Forfeitures are not favored at law in New Mexico, and "statutes are to be construed strictly against forfeiture." State v. Ozarek, 91 N.M. 275, 573 P.2d 209 (1978). We have several procedural and statutory means for protecting against precipitate action after judgment by a prevailing party or a hasty decision by the fact finder. SCRA 1986, 1-062 (Rule 62) does not contemplate self-help executions on judgments. NMSA 1978, Section 39-1-1, provides that motions against a final judgment may be filed in the district court within thirty days after the judgment, during which period the judgment remains under the control of the district court. See Nichols v. Nichols, 98 N.M. 322, 326, 648 P.2d 780, 784 (1982). Once a motion against the judgment has been filed, the trial court then has an additional thirty days to rule on the motion, id.; NMSA 1978, § 39-1-1, thus creating a potential sixty-day hiatus between entry and finality of judgment for purposes of execution. Likewise, NMSA 1978, Section 39-3-22(A), providing for supersedeas after filing notice of appeal, allows for sixty days after judgment during which the losing party may seek and obtain a supersedeas bond and a stay of execution on the judgment. Although a notice of appeal ordinarily divests the trial court of jurisdiction to take any further action in the matter, State v. Clemons, 83 N.M. 674, 496 P.2d 167 (Ct. App. 1972), a clear exception exists by reason of the language of Section 39-3-22 and Rule 62 which permits the district court to grant a stay to the "appellant," to fix the amount of the supersedeas bond, and to approve an additional thirty-day extension beyond the initial sixty-day limitation within which appellant may be permitted to file the bond. Patently, when the district court is allowed by rule and statute to act upon the motion of a party who has now become an appellant for a stay of execution, the general rule divesting that court of jurisdiction upon notice of appeal is inapplicable. A rush to execution on the judgment should not be permitted to nullify the stay procedures nor to destroy the court's jurisdiction, either.

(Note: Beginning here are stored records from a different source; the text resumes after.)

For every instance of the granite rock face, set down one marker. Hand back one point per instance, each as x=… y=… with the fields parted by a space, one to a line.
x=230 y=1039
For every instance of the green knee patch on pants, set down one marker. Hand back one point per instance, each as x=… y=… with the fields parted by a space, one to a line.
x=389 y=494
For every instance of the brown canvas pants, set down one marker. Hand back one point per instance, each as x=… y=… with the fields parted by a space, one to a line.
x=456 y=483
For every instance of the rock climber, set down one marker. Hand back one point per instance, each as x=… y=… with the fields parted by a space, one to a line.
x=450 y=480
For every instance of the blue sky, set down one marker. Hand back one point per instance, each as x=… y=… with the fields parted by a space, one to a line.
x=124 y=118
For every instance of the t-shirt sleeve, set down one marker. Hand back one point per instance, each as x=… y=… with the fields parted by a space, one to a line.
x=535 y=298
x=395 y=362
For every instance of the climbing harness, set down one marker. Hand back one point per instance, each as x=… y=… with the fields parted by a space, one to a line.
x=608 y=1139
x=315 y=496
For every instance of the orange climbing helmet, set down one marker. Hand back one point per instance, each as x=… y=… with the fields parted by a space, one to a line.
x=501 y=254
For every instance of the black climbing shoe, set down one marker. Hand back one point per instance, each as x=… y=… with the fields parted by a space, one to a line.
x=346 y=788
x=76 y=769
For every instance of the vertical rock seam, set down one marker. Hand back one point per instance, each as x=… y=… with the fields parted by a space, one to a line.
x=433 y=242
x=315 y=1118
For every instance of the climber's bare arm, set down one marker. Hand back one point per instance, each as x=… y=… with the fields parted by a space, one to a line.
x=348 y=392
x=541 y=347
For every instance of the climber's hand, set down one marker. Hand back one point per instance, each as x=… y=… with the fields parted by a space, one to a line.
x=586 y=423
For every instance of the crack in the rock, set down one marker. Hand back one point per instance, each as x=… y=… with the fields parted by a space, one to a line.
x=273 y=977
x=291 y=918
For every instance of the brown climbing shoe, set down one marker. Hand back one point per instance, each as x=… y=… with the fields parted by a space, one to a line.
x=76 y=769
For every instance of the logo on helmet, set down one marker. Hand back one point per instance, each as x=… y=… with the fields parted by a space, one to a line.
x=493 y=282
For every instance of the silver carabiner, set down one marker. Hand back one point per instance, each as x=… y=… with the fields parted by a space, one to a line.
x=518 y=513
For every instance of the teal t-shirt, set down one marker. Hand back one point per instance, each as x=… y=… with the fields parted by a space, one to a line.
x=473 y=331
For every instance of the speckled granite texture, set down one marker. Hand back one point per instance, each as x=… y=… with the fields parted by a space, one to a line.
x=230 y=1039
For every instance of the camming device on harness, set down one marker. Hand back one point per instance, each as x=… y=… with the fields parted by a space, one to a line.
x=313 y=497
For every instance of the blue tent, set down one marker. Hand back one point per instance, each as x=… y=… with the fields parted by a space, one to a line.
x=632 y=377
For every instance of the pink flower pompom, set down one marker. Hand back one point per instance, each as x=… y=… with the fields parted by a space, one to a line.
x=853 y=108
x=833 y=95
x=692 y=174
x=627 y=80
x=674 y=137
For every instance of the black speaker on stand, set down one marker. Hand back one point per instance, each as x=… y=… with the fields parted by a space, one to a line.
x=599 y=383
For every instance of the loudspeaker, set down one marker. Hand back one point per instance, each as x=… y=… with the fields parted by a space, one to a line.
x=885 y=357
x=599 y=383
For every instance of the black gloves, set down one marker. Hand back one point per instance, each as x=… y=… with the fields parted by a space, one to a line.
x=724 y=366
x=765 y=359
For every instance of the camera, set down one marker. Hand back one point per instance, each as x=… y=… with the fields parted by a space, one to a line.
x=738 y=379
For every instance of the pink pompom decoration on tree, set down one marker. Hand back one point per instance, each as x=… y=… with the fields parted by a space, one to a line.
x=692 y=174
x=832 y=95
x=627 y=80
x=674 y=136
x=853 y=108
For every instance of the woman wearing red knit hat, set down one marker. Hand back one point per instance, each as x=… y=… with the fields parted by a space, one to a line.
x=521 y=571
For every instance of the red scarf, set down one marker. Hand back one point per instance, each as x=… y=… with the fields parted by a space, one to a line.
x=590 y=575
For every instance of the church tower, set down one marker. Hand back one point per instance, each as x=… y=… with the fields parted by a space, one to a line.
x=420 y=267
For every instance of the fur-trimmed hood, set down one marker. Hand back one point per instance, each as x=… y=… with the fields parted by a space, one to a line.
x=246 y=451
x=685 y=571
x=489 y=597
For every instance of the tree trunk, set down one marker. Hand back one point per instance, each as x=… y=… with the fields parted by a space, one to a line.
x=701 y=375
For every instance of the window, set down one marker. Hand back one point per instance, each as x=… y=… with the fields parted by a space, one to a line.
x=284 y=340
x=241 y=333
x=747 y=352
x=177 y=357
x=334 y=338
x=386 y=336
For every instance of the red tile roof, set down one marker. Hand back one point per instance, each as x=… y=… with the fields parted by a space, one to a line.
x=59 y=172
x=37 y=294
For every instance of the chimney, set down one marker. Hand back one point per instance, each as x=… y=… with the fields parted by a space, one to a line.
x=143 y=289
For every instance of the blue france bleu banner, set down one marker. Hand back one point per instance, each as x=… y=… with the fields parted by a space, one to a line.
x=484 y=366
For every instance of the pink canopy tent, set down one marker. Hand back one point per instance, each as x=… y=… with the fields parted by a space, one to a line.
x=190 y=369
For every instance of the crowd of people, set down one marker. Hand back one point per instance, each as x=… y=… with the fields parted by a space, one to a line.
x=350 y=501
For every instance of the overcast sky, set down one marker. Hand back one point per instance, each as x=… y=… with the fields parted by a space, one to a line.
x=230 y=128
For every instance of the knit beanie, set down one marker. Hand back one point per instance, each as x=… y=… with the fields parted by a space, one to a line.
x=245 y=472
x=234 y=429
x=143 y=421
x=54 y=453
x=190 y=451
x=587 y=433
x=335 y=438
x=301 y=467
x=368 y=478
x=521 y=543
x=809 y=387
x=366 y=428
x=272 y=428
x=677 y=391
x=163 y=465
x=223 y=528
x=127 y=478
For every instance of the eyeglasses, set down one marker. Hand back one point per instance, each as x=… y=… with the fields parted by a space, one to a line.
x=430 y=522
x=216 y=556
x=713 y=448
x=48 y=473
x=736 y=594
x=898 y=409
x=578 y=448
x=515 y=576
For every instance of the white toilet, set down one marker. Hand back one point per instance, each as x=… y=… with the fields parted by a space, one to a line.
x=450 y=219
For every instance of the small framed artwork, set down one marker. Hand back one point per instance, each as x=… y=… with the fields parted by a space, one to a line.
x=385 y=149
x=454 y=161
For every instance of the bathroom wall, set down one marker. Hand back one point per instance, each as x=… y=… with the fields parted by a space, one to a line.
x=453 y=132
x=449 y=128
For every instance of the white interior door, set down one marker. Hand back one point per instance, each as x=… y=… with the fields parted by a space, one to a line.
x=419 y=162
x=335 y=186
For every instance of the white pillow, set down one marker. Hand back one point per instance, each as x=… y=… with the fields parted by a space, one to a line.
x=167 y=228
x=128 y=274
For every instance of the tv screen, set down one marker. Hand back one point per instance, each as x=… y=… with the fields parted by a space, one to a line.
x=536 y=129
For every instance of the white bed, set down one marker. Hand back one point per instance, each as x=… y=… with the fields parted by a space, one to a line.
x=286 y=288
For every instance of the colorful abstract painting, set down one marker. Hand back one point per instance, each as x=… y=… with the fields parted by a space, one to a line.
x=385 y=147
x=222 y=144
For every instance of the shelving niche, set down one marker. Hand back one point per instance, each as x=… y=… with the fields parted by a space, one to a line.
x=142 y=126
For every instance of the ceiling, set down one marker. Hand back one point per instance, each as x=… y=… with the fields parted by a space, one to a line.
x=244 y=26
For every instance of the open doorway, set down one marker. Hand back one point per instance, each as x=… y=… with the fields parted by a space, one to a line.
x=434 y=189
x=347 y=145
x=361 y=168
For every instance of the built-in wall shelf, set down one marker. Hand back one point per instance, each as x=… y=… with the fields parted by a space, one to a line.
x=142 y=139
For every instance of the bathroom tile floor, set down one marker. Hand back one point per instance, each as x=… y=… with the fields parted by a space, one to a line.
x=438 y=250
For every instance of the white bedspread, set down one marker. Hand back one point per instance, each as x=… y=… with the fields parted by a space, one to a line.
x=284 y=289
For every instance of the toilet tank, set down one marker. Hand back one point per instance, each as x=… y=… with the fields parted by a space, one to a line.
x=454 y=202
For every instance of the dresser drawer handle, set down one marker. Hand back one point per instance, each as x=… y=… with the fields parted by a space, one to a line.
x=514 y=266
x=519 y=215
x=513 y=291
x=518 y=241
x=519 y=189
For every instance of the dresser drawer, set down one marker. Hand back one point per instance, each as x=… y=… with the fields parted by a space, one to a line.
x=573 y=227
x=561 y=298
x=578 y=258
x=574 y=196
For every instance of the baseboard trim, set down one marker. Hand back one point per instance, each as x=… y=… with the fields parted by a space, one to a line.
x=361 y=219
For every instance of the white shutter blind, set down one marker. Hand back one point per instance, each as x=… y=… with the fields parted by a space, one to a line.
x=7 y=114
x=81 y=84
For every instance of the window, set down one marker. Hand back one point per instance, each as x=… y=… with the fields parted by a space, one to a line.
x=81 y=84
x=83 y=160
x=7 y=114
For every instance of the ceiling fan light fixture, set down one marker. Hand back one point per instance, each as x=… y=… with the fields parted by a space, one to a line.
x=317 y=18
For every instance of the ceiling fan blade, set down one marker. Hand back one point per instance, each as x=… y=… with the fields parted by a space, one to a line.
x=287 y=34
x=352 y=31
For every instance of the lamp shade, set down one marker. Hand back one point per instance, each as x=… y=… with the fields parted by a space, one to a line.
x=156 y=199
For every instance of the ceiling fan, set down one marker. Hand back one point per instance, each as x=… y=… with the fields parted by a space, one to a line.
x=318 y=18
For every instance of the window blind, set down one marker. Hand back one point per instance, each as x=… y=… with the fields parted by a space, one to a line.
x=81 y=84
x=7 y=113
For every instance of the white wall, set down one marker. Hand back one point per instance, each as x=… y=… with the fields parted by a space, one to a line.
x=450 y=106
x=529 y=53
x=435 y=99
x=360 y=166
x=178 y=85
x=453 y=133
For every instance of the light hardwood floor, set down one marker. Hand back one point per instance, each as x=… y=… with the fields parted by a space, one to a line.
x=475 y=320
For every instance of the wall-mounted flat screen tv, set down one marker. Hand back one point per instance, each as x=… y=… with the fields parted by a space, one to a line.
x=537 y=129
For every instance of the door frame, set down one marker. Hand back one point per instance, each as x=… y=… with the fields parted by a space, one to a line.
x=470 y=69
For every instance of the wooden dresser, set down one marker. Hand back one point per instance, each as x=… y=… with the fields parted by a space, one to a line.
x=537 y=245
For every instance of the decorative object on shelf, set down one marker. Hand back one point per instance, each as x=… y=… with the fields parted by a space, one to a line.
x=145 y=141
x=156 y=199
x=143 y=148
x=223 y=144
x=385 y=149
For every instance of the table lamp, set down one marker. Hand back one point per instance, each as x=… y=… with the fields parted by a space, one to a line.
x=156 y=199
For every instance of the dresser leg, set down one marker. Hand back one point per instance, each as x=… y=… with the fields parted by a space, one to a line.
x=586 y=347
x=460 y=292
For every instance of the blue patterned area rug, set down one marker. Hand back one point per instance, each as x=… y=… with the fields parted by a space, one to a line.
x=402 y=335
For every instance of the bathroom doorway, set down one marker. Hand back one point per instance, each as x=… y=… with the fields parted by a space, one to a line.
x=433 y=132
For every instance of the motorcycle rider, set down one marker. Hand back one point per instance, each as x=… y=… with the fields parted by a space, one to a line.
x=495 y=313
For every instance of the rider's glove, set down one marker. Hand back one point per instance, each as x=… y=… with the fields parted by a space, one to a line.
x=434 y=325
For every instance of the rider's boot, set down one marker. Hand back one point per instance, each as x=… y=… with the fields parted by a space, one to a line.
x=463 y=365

Here, the district court rendered final judgment on February 26, 1988; notice of appeal was filed on March 23, and the petitioner filed for a stay of the judgment *919 and for a supersedeas bond on March 30, one week later, well within the time limit of Section 39-3-22(A). The court then approved a supersedeas bond and stayed the judgment on April 13, 1988, and petitioner posted bond, all of which was also well within the prescribed sixty-day statutory period. The State's attempted execution on the judgment on March 24, twenty-eight days after judgment and one day after appeal, technically accomplished transfer of the res by retitling, but totally ignored petitioner's statutory appellate protections.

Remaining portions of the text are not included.